Why Freak Show’s Massacre Scene Didn’t Work



While American Horror Story: Freak Show’s massacre was one of the most dramatic and unexpected scenes in the season, it was also a weak, misguided anti-climax thanks to poor pacing and character choices. There are few shows as frustrating as American Horror Story. The horror anthology series often sets up a stellar premise, only to abandon this intriguing conceit to follow an irrelevant supporting character or focus on an unrelated side quest. One of the best seasons in the show’s history, American Horror Story: Cult, was a sharp political satire until its finale devoted to cringe-worthy, predictable wish fulfillment.


Similarly, American Horror Story: 1984’s Richard Ramirez subplot derailed an otherwise fun homage to classic ‘80s slashers by delving too deep into a lurid, unnecessary recreation of a real-life serial killer’s crimes. Before that, American Horror Story: Apocalypse spent half the season introducing a slew of characters and developing their complicated dynamics before killing off everyone and starting over in a move that was meant to be shocking but ultimately felt pointless and hollow. However, none of these storytelling issues were as ill-judged as the pivotal massacre sequence from American Horror Story: Freak Show.

Related: Jessica Lange’s New Movie Continues Her Worst Post-AHS Career Trend

Dandy Mott Killed Too Much of AHS: Freak Show’s Cast

American Horror Story Dandy Freak Show

Dandy’s massacre of American Horror Story’s eponymous freak show should have been a jarring, terrifying sequence, but the scene left the AHS season with too few characters for viewers to care about. Immediately after Freak Show wasted Neil Patrick Harris in an underwritten cameo, the American Horror Story season suddenly killed off a huge swathe of its cast as fan-favorite villain Dandy Mott opened fire on the heroes. In quick succession, Dandy executed Amazon Eve, Ima Wiggles, Penny, Paul, Toulouse, and Legless Suzi. While this was an effective jolt, it wiped out half the cast of American Horror Story: Freak Show and rendered all of their subplots moot in an instant.

It is clear upon a re-watch that, like the brutal mass death later seen in American Horror Story: Apocalypse, this scene was supposed to be a hard reboot for season 4 of AHS. However, since intruding characters like Kathy Bates’s Ethel Darling had already been killed off, this left American Horror Story: Freak Show with few characters for viewers to invest in. Dandy Mott proved American Horror Story’s scariest villains aren’t usually supernatural but, in the process, the villain killed off any lingering interest viewers had in the season’s story. Without the titular freaks, American Horror Story: Freak Show spent the rest of its episodes most focused only on Jimmy and Elsa.

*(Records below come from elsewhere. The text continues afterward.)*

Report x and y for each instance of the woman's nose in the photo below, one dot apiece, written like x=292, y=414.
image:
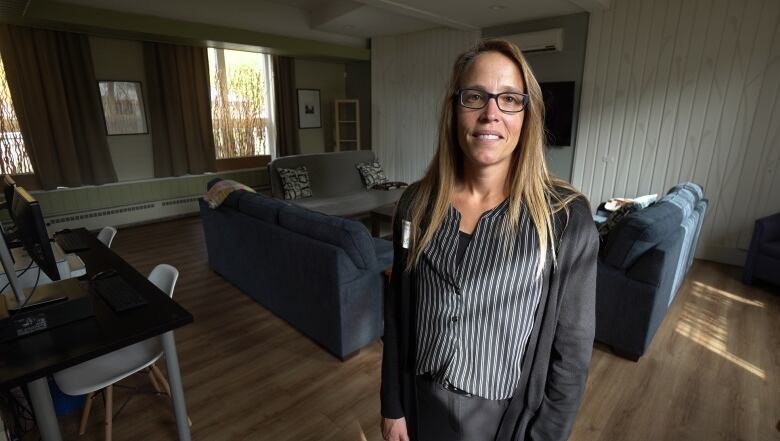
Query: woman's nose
x=491, y=110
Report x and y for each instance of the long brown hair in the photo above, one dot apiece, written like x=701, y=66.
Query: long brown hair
x=530, y=182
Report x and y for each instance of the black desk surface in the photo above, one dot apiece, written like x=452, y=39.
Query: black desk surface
x=34, y=356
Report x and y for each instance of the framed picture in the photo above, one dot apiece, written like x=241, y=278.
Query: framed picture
x=309, y=109
x=123, y=107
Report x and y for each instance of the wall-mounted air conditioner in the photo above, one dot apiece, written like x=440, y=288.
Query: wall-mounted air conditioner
x=550, y=40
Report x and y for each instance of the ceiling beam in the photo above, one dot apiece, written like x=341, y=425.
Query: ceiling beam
x=593, y=5
x=102, y=22
x=403, y=9
x=331, y=10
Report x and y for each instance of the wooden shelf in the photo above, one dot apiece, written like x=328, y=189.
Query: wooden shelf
x=347, y=133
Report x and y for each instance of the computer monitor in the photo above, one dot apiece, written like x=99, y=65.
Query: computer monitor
x=32, y=231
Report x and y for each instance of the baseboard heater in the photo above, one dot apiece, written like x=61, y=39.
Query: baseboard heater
x=124, y=215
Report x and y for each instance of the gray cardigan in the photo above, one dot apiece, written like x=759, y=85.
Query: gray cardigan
x=556, y=361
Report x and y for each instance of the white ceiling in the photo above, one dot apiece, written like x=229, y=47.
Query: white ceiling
x=348, y=22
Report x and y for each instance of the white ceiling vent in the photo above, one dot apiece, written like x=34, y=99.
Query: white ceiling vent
x=550, y=40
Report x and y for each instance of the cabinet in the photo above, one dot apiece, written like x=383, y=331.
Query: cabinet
x=347, y=125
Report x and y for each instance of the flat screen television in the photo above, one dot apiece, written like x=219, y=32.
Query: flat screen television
x=32, y=231
x=558, y=112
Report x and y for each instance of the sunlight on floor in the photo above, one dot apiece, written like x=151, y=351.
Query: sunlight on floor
x=726, y=294
x=709, y=328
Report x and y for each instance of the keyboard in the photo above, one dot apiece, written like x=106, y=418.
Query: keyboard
x=71, y=242
x=118, y=294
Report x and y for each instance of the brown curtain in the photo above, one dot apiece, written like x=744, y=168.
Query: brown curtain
x=284, y=94
x=55, y=93
x=179, y=109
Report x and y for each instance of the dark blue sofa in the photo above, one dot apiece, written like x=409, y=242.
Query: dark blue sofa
x=322, y=274
x=642, y=264
x=763, y=259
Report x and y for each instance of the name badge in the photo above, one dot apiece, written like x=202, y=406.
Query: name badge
x=407, y=233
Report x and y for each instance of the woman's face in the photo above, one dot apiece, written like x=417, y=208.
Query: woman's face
x=488, y=136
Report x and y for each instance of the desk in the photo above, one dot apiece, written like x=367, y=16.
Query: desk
x=30, y=359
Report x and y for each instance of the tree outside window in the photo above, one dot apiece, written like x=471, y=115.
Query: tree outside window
x=241, y=102
x=13, y=154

Dandy’s AHS: Freak Show Massacre Was Badly Timed

One problem with the massacre was that it came at the worst possible time for American Horror Story: Freak Show. The scene occurred on the back of Maggie’s shocking death, which gave neither explosive scene any time to make a meaningful impact on its own. Before viewers had even come to terms with the fact that Emma Roberts’s morally ambiguous anti-heroine was dead, Dandy was wiping out the rest of the heroes in quick succession. This might have been intended to act as a dramatic one-two punch but, instead, the gambit simply left viewers exhausted. Like American Horror Story: Hotel, the season suffered from a lack of sympathetic characters and this sapped the story of stakes.

Dandy Killed The Wrong Freak Show Characters

jimmy darling and maggie in ahs freak show

While American Horror Story: Freak Show’s massacre did kill off too many characters too quickly, the scene also faced the inverse issue. Namely, the sequence only killed off supporting characters, with Dandy conveniently missing the lead characters of the AHS season. If the scene had killed off Jimmy, Maggie, or Elsa (or even Ethel, if Elsa hadn’t gotten to her an episode sooner), then this sequence could have been much more impactful. However, Dandy avoided all of American Horror Story: Freak Show’s biggest players, making the massacre feel like cheap shock value as the event killed off enough stars to feel impactful, but too few to make a real impact.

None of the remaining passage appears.